Stakeholders and interested spectators were quick to react Friday to the news the FCC had sunset the ban on exclusive contracts, including a warning from one powerful senator that he would be monitoring the marketplace.
Senate Commerce Committee Chairman Jay Rockefeller (D-W. Va.) said he was reviewing the action "very carefully."
"As recent hearings in the Commerce Committee have demonstrated, consumers still face ever-escalating rates and little power to address them," he said. "The program access rules were an integral part of Congress’s attempt to promote competition and consumer choice in the 1992 Cable Act. I appreciate that the FCC has put into place a process by which individual complaints can be brought against cable companies that lock up their programming.

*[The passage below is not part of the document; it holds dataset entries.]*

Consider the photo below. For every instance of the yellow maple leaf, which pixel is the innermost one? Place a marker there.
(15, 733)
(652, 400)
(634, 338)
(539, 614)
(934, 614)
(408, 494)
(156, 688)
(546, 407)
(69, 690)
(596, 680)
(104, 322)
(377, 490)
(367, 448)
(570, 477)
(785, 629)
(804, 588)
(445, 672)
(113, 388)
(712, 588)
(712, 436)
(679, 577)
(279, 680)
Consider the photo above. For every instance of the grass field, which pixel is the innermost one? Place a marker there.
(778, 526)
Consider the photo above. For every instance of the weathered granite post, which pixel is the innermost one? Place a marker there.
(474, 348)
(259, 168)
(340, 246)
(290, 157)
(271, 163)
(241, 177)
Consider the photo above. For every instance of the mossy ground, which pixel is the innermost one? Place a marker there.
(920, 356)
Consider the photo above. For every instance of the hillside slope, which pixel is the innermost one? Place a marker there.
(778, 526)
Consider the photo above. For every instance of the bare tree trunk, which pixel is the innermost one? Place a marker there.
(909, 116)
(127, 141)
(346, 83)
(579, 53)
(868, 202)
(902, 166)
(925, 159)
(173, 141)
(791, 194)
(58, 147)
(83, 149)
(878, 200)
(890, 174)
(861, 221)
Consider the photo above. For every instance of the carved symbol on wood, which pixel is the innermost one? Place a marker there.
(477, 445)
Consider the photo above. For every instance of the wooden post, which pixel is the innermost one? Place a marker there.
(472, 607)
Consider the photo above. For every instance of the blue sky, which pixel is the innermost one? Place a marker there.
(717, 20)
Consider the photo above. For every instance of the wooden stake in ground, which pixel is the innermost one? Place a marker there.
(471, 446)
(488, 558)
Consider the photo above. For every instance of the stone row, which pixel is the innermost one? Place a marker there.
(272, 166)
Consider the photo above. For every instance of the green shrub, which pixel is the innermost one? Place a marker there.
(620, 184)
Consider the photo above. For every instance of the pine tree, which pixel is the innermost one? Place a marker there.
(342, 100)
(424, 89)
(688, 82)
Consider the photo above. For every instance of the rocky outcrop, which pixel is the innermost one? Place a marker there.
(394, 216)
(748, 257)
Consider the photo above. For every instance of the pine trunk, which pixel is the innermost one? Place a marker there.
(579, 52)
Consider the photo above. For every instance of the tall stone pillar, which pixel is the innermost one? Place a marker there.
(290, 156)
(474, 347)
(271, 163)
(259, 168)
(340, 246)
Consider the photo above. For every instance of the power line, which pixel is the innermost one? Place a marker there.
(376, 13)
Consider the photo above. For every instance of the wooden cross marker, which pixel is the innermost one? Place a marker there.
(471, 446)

But if this new process does not deter anticompetitive behavior that harms consumers, Congress will need to consider whether it should restore appropriate safeguards.”
Rockefeller's former top aide is FCC Commissioner Jessica Rosenworcel, who voted for the sunset, but also has concerns about insuring continued access to programming.

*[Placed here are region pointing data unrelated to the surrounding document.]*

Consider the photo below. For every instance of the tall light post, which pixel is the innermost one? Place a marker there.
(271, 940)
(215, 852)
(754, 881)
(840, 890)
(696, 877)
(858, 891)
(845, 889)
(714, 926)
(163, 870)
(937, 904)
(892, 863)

US Telecom, which had sought to retain the ban, said the move would make it harder for them to build out broadband, particularly to rural areas, because of the impact on the video service that that justifies those buildouts.
“While we appreciate the commission’s willingness to make some changes to this order[the FCC added a shot clock to program access complaints, for one], today’s action is likely to make it more difficult to build and operate broadband networks, especially in rural communities where revenues from offering competitive video services are essential in order to make a business case for broadband deployment." Said USTelecom President Walter McCormick Jr.
"There is near universal agreement in the record in support of continuing the commission’s long-standing prohibition on the ability of large cable companies to withhold critical programming as a tool for suppressing the ability of alternative providers to compete—including support from small cable companies, rural telephone companies, satellite providers and public interest groups.”
Free Press Policy director Matt Wood concedes the landscape has changed, but says those changes came as a result of the ban and getting rid of it could reverse those gains.
"This decision suggests that the competitive landscape has changed since the program access rules were adopted," he said. "That's true to some extent, but the choices we have in the market today emerged as a result of these very same rules. Getting rid of them or weakening them threatens to undermine that landscape, especially at a time when incumbent cable operators wield so much power over traditional pay-television services and online video options.
"We hope there will be some continued protection for cable sports programming and other must-have shows, which cable companies have so often denied to satellite customers in cities from Philadelphia to Portland. We also hope the Commission will use its general authority to prevent unfair practices by big cable when abuses inevitably crop up."